Ainsi les vieilles lunes sont revenues, le choix de la stratégie de la France insoumise, fort utile pour l’élection présidentielle mais dont je n’approuve ni la pérennisation ni l’évolution de la stratégie et qui, à mon sens, ne peut finir que comme ont fini les alternatifs a considérablement affaibli ce beau et prometteur parti et nous allons le payer très cher et pour longtemps.
Mais qu’on ne se méprenne pas, je ne suis ni aigri, ni révolté à la mode des curés ou des communistes défroqués, je suis un militant qui se bat pour des causes, celles qui furent toujours les miennes, celle du monde du travail, celle de l’écologie politique, celle de l’égalité des droits, celle de l’anti racisme et tant d’autres comme celles que le combat pour les arbres de Gien m’a permis de découvrir.

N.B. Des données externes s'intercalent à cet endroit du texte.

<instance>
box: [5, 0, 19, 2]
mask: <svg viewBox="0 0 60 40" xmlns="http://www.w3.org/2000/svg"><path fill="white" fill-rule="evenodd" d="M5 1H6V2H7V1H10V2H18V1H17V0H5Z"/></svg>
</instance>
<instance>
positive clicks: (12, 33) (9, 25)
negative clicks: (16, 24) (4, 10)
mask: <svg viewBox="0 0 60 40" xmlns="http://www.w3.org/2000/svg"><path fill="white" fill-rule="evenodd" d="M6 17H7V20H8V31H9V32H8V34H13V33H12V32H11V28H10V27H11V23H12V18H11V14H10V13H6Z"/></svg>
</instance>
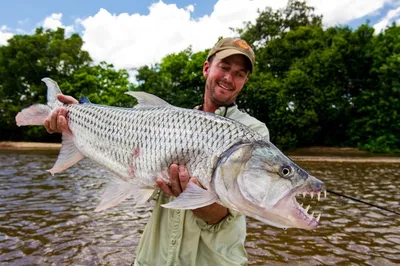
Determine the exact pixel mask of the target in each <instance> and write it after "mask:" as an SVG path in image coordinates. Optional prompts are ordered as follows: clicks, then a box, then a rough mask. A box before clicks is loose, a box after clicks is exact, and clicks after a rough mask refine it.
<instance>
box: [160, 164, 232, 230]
mask: <svg viewBox="0 0 400 266" xmlns="http://www.w3.org/2000/svg"><path fill="white" fill-rule="evenodd" d="M169 176H170V181H171V185H170V186H169V185H168V184H167V183H166V182H165V181H164V180H163V179H161V178H158V179H157V184H158V186H159V187H160V189H161V190H162V192H164V193H165V194H167V195H169V196H175V197H178V196H179V194H181V193H182V192H183V191H184V190H185V189H186V186H187V184H188V182H193V183H195V184H196V185H198V186H199V187H201V184H200V182H199V181H198V180H197V178H190V176H189V172H188V171H187V169H186V167H185V166H183V165H177V164H172V165H171V166H170V168H169ZM192 211H193V214H194V215H195V216H197V217H199V218H200V219H202V220H203V221H205V222H207V223H208V224H216V223H218V222H219V221H221V220H222V219H223V218H225V217H226V216H227V215H228V209H227V208H225V207H224V206H221V205H219V204H218V203H213V204H211V205H208V206H205V207H202V208H198V209H194V210H192Z"/></svg>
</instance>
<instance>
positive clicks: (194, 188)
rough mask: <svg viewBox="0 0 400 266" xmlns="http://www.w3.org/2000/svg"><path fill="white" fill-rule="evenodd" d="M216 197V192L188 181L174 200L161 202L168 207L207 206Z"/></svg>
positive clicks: (197, 207)
mask: <svg viewBox="0 0 400 266" xmlns="http://www.w3.org/2000/svg"><path fill="white" fill-rule="evenodd" d="M217 199H218V196H217V194H215V193H213V192H210V191H208V190H205V189H203V188H201V187H199V186H197V185H196V184H194V183H193V182H189V183H188V184H187V186H186V189H185V191H183V192H182V193H181V194H180V195H179V196H178V197H177V198H176V199H175V200H173V201H171V202H170V203H167V204H163V205H161V206H163V207H164V208H169V209H186V210H189V209H197V208H201V207H204V206H208V205H210V204H212V203H214V202H216V200H217Z"/></svg>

En ce temps où chacun se raccroche à tout ce qui bouge y compris ce qui s’agite porté par des idées dangereuses et incontrôlables, un Parti de Gauche clair, démocratique, solidement ancré dans les masses manque beaucoup au combat éco socialiste, ce phare d’un espoir renaissant. Malheureusement l'histoire se renouvelle et le départ récent de camarades de haute valeur soit de la direction soit du parti doit être analysé comme une sortie de route désastreuse.
J’en suis toujours cependant et j’en reste un militant, même si l’âge, la maladie, une certaine lassitude consécutive aux échecs normaux de cette vie trépidante, peuvent diminuer possiblement mes possibilités d’action. J’accompagnerai ce parti, qui m’a tant donné, dans son agonie et, si le reste de vie me le permet, je serai là au jour espéré de sa résurrection.
Je reste un inconditionnel de l’homme Jean-Luc Mélenchon dont le courage qui me fut révélé un soir de 1989, confirmé le 29 mai 2005, décisif dans ma volonté de l’accompagner il y a 10 ans, est pour moi indissociable de lui dire mon ressenti quand le mouvement qu’il a créé dépasse son fondateur et le fait dériver de la ligne initiale de notre parti commun : La Révolution citoyenne et rien d’autre…
Quoi qu’il arrive, quoi qu’on me dise, quoique l’on m’abreuve de propos acerbes voire insultants et quoi qu’on fasse l’aventure du Parti de Gauche est avec celle de la construction d’un syndicalisme révolutionnaire à la CFDT d’alors, la plus grande espérance de mon existence et la plus belle de ma vie militante et Jean-Luc reste l’homme qui aura incarné cette superbe renaissance politique des années 2000.